Monday, December 11, 2006

Perhaps the Best 75-cent Purchase in the History of the World

By Conrad Spencer

I came of age as vinyl records were in decline. I remember a rack of vinyl in my local Wal-Mart, though the vinyl offerings paled compared to the cassette tape selection. By the time I started purchasing music with my allowance (about nine or 10 years of age), there were even a few albums available on CD.

So I don't have stash of vintage records, only a couple dusty cases of cassettes, which are mostly worn out, either from extensive playing or spending too many summer days in my first car. There's only one vinyl record in my house that I know of, and that's a copy of Sgt. Pepper's I bought for my wife (with the little paper dolls still intact) for $60. Still, whenever I find myself at a flea market or garage sale, I have to troll through the records in hopes of finding something from an artist I like that might be worth picking up. This never happens. To me, anyway.
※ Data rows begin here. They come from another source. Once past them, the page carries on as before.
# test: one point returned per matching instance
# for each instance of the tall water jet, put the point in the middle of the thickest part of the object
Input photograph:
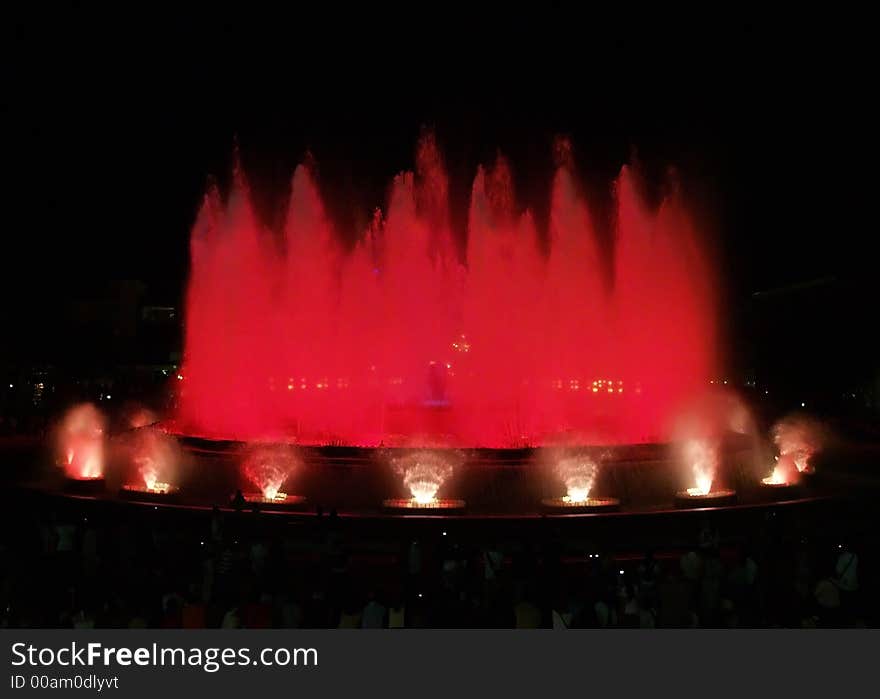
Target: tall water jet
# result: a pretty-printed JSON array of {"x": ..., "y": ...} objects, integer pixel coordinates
[
  {"x": 154, "y": 458},
  {"x": 423, "y": 472},
  {"x": 497, "y": 343},
  {"x": 269, "y": 467},
  {"x": 577, "y": 470},
  {"x": 80, "y": 443}
]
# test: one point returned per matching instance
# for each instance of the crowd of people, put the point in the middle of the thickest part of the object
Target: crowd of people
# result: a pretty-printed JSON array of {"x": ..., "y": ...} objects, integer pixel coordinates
[{"x": 65, "y": 565}]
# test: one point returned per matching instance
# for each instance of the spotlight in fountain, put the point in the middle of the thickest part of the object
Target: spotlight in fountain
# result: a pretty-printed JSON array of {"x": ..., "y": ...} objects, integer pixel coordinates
[
  {"x": 798, "y": 439},
  {"x": 785, "y": 475},
  {"x": 80, "y": 447},
  {"x": 578, "y": 473},
  {"x": 268, "y": 467},
  {"x": 155, "y": 457},
  {"x": 424, "y": 471},
  {"x": 703, "y": 455}
]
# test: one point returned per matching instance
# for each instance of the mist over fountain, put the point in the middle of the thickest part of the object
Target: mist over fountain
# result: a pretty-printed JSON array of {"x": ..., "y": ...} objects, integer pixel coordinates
[{"x": 509, "y": 340}]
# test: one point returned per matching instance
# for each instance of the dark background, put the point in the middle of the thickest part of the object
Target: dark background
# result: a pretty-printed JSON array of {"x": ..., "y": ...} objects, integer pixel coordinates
[{"x": 112, "y": 121}]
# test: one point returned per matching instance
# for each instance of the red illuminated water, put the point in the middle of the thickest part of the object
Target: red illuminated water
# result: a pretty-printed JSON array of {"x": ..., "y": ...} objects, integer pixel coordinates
[{"x": 288, "y": 335}]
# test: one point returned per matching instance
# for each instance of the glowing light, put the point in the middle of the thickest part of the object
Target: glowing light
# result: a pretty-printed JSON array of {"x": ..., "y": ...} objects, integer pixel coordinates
[
  {"x": 578, "y": 473},
  {"x": 81, "y": 441},
  {"x": 538, "y": 320},
  {"x": 703, "y": 458},
  {"x": 424, "y": 471},
  {"x": 799, "y": 438},
  {"x": 268, "y": 466}
]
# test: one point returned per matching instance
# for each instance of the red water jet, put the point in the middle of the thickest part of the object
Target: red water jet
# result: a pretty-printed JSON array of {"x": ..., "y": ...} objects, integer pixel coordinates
[{"x": 307, "y": 341}]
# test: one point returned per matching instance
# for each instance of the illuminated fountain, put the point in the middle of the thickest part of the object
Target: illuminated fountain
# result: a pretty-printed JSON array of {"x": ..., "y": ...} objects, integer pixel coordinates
[
  {"x": 80, "y": 446},
  {"x": 155, "y": 457},
  {"x": 424, "y": 471},
  {"x": 785, "y": 474},
  {"x": 269, "y": 467},
  {"x": 703, "y": 455},
  {"x": 497, "y": 333},
  {"x": 578, "y": 474},
  {"x": 798, "y": 439}
]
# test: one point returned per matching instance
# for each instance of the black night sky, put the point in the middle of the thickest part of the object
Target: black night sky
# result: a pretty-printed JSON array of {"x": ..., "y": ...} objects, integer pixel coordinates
[{"x": 113, "y": 120}]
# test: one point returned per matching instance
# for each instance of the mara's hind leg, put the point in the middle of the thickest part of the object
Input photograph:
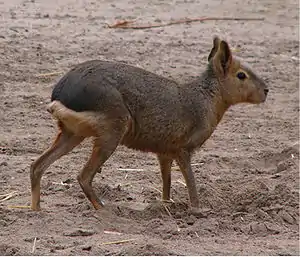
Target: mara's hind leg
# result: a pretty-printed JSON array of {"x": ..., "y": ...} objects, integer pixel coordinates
[
  {"x": 165, "y": 169},
  {"x": 64, "y": 143},
  {"x": 105, "y": 144}
]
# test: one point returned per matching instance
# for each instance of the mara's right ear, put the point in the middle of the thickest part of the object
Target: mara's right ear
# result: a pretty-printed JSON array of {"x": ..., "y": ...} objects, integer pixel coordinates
[
  {"x": 215, "y": 48},
  {"x": 223, "y": 58}
]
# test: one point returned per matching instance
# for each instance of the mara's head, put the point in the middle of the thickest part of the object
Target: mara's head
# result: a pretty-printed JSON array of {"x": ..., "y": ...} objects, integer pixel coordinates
[{"x": 237, "y": 81}]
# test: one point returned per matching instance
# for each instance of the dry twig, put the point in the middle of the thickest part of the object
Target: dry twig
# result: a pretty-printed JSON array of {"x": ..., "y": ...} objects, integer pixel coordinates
[
  {"x": 126, "y": 24},
  {"x": 118, "y": 242},
  {"x": 34, "y": 245},
  {"x": 49, "y": 74}
]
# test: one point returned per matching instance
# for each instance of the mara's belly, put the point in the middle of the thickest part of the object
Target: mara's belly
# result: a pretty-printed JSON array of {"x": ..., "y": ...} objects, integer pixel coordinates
[{"x": 156, "y": 141}]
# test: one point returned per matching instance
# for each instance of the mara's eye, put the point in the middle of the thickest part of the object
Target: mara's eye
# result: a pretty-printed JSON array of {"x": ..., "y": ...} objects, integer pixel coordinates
[{"x": 241, "y": 75}]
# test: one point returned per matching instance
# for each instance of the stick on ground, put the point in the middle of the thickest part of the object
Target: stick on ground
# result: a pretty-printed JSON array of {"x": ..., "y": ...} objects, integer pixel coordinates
[{"x": 126, "y": 24}]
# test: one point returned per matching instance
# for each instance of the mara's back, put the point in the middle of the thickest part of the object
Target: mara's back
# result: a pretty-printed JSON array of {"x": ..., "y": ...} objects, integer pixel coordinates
[{"x": 88, "y": 85}]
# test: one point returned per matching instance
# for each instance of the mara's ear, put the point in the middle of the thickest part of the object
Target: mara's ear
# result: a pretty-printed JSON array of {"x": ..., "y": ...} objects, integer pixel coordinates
[
  {"x": 223, "y": 57},
  {"x": 215, "y": 48}
]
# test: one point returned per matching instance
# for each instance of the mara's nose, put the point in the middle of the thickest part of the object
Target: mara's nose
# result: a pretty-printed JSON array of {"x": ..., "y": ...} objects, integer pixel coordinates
[{"x": 266, "y": 91}]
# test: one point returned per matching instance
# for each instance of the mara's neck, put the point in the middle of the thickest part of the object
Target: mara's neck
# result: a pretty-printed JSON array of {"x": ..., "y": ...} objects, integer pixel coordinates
[{"x": 206, "y": 91}]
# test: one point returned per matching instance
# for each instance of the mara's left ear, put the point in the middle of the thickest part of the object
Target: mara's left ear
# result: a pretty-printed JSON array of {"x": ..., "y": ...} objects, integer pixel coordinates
[
  {"x": 215, "y": 48},
  {"x": 223, "y": 58}
]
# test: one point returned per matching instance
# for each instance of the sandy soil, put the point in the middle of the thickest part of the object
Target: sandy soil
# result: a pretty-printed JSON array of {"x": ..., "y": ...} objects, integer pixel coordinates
[{"x": 247, "y": 172}]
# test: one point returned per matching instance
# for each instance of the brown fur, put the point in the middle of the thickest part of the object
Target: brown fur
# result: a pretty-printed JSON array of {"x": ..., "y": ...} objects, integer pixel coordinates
[{"x": 160, "y": 116}]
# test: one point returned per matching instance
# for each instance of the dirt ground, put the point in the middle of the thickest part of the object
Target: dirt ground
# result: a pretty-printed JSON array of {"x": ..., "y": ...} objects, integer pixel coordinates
[{"x": 247, "y": 172}]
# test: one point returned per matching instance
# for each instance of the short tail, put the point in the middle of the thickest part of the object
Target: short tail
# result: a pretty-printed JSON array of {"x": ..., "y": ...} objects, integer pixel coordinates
[{"x": 79, "y": 123}]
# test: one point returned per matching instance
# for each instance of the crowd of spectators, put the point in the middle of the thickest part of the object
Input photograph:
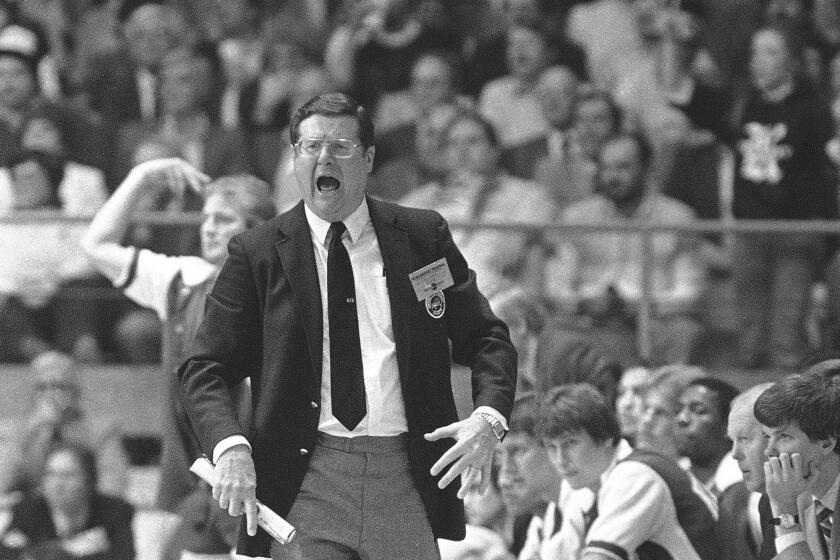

Some people have better luck.

Forty years after it was made, The Velvet Underground's first recording has become a financial hit — in cyberspace. Bought for 75 cents four years ago at a Manhattan flea market, the rare recording of music that ended up on the influential New York band's first album, "The Velvet Underground & Nico," sold on eBay for a closing bid of $155,401.
And that will buy you a lot of smack.